Все мы знакомы с сюжетом повести А.С. Пушкина «Пиковая дама». Но сегодня для большинства из нас этот сюжет имеет несколько романтическую окраску. Здесь сказалось и влияние одноименной оперы П.И. Чайковского, в которой был сохранен сюжет, но без Пушкинских комментариев была утеряна метафизическая глубина произведения. Одним словом, для нас сегодня это прежде всего история страстной роковой любви. Но не так воспринимали этот сюжет современники. Во-первых, – сюжет им был хорошо знаком – Пушкин описал случай, реально произошедший с графиней Натальей Петровной Голицыной и ее внуком; во-вторых, – символический и мистический язык повести был им понятен, так как они были знакомы со значением используемых Пушкиным символов и отлично понимали их мистический смысл.

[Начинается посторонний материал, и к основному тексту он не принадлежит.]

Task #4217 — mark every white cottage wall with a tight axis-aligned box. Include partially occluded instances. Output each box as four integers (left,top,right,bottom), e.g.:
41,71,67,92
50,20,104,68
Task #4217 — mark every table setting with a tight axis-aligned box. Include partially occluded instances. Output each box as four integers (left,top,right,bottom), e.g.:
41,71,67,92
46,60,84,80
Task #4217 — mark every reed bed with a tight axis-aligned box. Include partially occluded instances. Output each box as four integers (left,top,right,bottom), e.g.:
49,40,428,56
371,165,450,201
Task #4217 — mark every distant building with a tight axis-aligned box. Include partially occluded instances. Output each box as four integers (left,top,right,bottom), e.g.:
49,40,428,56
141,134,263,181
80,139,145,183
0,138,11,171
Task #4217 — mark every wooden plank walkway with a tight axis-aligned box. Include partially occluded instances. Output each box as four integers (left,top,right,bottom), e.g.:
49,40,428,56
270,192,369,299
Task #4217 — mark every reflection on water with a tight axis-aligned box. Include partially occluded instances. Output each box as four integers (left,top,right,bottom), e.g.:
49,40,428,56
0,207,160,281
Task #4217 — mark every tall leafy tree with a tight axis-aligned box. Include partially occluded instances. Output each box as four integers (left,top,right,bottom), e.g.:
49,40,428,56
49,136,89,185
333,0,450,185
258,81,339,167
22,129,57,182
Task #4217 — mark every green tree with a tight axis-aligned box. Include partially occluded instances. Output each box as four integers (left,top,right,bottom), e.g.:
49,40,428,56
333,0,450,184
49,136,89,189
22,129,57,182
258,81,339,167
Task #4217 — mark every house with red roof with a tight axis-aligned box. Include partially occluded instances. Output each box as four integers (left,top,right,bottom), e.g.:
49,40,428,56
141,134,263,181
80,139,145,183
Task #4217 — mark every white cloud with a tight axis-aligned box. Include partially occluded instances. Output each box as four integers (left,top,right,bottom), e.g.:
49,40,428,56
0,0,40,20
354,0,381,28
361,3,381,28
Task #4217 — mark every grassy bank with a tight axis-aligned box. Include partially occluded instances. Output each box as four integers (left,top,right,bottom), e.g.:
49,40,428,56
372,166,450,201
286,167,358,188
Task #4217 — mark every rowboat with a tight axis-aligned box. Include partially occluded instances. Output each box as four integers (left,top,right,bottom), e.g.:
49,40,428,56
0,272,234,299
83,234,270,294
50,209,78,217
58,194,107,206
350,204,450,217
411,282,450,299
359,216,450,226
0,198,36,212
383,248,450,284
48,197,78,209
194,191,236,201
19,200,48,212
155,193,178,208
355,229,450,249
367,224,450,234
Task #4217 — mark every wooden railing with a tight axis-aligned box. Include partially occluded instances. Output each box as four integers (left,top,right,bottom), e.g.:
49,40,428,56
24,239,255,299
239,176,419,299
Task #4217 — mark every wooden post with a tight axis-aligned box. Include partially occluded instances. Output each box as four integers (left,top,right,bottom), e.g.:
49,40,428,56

В то время все читали мистическую литературу. Сугубый интерес к мистической литературе – отличительный признак той эпохи. Поэтому мы вынуждены поговорить о ее характере, иначе нам не будет понятен и смысл повести Пушкина.

Временной охват у Пушкина поистине эпохальный. Время действия можно установить путем несложных арифметических действий. В сцене туалета графини Пушкин дает для этого следующую зацепку. «Графиня, – пишет он, – (…) сохраняла все привычки своей молодости, строго следовала модам семидесятых годов и одевалась так же долго, так же старательно, как и шестьдесят лет тому назад» [70]. Значит, действие повести происходит в 30-х годах XIX века. Если учесть, что повесть была написана в 1833 году, – то, очевидно, в повести описаны события, которые недалеко отстоят от этого года или даже в этом году и происходят. Есть еще одна зацепка, с помощью которой мы можем установить время, описанное Пушкиным в повести. Александр Сергеевич называет точный возраст графини, – ей 87 лет. Значит, родилась она в 1746 году или чуть раньше. Вот этот период (с возможной небольшой поправкой) с 1746 года по 1833 год – и является тем периодом времени, которого касается Пушкин. Это почти целый век. Что же является основной характеристикой этого века?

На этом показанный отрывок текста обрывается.